Toronto
2 min

Forgoing Pride for football

It's not just beautiful, it's fabulous

There’s a reason they call soccer the beautiful game. The combination of grace and stamina displayed by top players is unparalleled in any other team sport. The relatively minimalist uniforms don’t hurt either.

With the possible exception of rugby (thanks to the French national team, which each year since 1999 has produced a calendar of players in the nude that’s oh so popular with North American fags), soccer may also be the gayest team sport going. It’s not just the way players jump all over each other whenever their team scores a goal, nor is it the aforementioned uniforms, though both certainly add to the sport’s homo appeal. It’s that (as Madonna might say to Maradona) soccer makes the people come together, gay and straight.

That isn’t to say that soccer — football to the rest of the world — is more welcoming of queer players than other professional sports. It isn’t. Of the 32 teams that will play in the upcoming World Cup tournament (which begins Fri, Jun 9 with the opening match between Germany and Costa Rica), not a single one boasts an out player.

To date there’s only been one openly gay professional soccer player, Justin Fashanu. Rated one of Britain’s most promising players in the early 1980s, Fashanu came out in 1990 and was subject to homophobic abuse by opponents and teammates alike for the rest of his career.

“People need to know the truth,” Fashanu told media in 1992. “It’s okay to allow yourself to express your sexuality.”

Fashanu killed himself in 1998 after having sexual assault charges levelled against him by a 17-year-old in the US. His suicide note denied the charges and referred to an attempt by the youth to blackmail him. His example isn’t exactly the sort of thing to encourage up-and-coming footballers to follow in his footsteps.

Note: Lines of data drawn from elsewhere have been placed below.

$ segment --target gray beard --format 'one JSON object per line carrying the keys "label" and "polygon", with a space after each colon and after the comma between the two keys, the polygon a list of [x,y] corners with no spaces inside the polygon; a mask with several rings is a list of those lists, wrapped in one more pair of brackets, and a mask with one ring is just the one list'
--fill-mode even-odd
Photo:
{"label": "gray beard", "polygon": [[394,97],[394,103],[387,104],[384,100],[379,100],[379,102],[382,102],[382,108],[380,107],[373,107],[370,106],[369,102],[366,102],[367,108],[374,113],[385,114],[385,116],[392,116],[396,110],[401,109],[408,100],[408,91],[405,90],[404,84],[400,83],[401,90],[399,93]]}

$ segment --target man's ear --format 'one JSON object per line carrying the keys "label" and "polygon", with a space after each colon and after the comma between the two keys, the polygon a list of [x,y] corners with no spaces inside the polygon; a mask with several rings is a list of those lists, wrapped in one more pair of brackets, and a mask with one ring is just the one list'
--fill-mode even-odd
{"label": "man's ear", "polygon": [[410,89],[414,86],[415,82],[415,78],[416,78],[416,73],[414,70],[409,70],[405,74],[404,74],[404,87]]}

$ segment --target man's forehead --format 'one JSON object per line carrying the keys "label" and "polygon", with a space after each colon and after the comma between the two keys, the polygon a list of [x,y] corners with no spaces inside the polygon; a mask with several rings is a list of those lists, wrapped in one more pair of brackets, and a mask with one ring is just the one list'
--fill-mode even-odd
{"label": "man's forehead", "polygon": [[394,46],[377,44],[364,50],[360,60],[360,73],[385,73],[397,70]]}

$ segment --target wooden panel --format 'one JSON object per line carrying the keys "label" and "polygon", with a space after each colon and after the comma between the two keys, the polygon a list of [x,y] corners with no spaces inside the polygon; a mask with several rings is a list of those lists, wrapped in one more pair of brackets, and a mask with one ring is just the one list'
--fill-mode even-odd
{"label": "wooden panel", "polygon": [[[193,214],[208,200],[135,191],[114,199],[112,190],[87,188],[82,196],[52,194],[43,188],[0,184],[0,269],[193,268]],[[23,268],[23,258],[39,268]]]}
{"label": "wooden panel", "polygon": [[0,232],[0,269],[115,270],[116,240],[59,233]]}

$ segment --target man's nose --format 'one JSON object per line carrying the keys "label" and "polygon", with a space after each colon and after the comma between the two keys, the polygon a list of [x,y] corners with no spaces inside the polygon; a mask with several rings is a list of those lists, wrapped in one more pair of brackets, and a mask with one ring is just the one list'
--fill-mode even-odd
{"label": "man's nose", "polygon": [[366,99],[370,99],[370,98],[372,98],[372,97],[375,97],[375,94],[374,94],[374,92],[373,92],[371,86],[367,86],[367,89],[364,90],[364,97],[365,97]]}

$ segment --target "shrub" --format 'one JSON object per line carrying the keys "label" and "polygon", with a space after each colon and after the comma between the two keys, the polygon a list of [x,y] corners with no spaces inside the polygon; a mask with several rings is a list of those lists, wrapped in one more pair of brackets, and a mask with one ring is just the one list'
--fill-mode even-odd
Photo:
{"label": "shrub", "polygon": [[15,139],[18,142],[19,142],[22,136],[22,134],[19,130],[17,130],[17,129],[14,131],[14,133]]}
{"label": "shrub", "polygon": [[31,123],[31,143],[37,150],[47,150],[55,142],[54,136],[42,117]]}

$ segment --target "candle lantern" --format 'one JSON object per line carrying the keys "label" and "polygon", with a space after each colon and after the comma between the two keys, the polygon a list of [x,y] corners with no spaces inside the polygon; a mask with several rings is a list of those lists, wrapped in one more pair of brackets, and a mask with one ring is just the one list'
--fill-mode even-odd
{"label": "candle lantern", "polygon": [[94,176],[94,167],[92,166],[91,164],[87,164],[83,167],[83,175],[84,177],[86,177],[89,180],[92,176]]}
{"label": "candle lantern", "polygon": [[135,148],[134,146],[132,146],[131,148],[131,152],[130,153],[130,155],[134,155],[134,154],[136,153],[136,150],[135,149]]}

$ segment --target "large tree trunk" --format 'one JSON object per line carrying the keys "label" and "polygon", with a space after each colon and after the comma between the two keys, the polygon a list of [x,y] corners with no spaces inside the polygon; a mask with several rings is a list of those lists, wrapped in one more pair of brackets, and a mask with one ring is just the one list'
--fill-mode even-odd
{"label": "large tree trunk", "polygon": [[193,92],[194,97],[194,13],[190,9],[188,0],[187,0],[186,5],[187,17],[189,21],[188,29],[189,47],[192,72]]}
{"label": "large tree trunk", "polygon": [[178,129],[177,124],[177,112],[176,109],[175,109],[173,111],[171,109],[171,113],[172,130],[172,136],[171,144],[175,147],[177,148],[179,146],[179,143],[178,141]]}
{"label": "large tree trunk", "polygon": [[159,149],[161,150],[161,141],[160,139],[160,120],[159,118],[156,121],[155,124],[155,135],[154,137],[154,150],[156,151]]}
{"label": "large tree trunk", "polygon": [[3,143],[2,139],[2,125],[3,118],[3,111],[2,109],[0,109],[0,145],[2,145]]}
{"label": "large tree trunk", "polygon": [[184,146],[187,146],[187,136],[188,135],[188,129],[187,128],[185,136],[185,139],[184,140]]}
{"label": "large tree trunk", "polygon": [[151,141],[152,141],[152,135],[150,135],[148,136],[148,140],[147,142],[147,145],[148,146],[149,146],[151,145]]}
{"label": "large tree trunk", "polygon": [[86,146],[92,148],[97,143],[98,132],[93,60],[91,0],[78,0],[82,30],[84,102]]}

Other players have admitted to curbing their exuberant affection for fear of being labelled queer. Last year Liverpool striker Djibril Cisse told reporters he wouldn’t be kissing any of his teammates again after a peck on the cheek during a match apparently drew negative attention in the locker room.

(The beautiful game didn’t used to be so uptight. In 1975 Alan Birchenall, arguably the David Beckham of his day, shocked spectators when he kissed the opposing team’s Tony Currie on the lips after a collision on the field. Holy instant gay icons, Batman!)

But for all this, soccer is doing more for queers by sparking conversations between homophobic and gay-friendly fans in disparate parts of the world than any other competitive sport. From arguments between Commonwealth fans over the British Football Association’s recent ban of homophobic taunts (should it really be worth a red card?) to transcontinental debates about same-sex marriage, on-line soccer forums get people talking — people with widely divergent views on homosexuality who would have no other reason to communicate.

Moreover, soccer is gay by association. Brazil, the South American country synonymous with carefree sexuality, rules the game; the Brazilian team took the last tournament in 2002 and leads overall with five World Cup championships. The team is also the early favourite to take the 2006 tournament, with betting odds currently listed at three to one.

The influence of soccer and soccer players over youngsters has also got some homophobes wary, and that can only be a good thing. In 2004 Nigerian government officials warned that soccer culture was promoting homosexuality, particularly when it came to stars’ unorthodox hairstyles.

“Our youths are now taking after our great football stars…. Don’t forget that in the developing world that the braiding of hair and earrings have a sense of homosexuality,” one official told the BBC.

For all these reasons and more (I didn’t even get to Maradona’s makeout session with Colin Farrell) I’ll be forgoing various pre-Pride festivities in order to better devote myself to the World Cup coverage out of Germany this month.